Software exploits aimed at known security vulnerabilities dropped in 2011 to their lowest level for half a decade, a surprisingly upbeat report from IBM’s X-Force division has found.
The company’s 2011 Trend and Risk Report offers a huge amount of detail on security trends during the year but it is the lower level of total publically-disclosed vulnerabilities and the attacks on them that is most intriguing.
Vulnerabilities dropped to around 7,000 for the year, considerably down on 2010, although consistent with a recent cycle that has seen these fall back only to rise the following year.
Crucially, however, the total number of exploits in 2011 was only 778 (11 percent of total), down from 1,280 (14.7 percent) the year before. There are fewer public vulnerabilities to attack and a lower number of these are being exploited.
IBM X-Force attributes this improvement to the seeping through of better security at the software development level, plus specific architectural improvements such as application sandboxing and swifter patching.
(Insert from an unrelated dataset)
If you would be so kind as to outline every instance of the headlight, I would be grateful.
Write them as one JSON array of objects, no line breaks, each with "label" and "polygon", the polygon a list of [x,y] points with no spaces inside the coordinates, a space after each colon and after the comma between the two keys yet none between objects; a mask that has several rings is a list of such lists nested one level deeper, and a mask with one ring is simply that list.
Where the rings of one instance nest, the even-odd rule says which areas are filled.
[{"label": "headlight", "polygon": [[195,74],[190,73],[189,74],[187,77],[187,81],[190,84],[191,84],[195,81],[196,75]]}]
Criminals are having to work harder to find and exploit new vulnerabilities.
“We have seen a growing number of situations this year where critical vulnerabilities that have been exploited in laboratory environments have not been targeted in the field,” the report said.
“We’ve rarely been able to say that before, and it may mean that we are at the cusp of a new era in computer security."
Areas of vulnerability remain, principally media players and browser add-ons, it said, with mobile security probably the next area of expansion as criminals slowly change focus with the market.
“In 2011 we’ve seen surprisingly good progress in the fight against computer crime through the IT industry’s efforts to improve the quality of software,” said IBM X-Force’s Tom Cross.
One less positive development to offset all this good news – 2011 saw a record volume of data and network breaches, especially very large ones.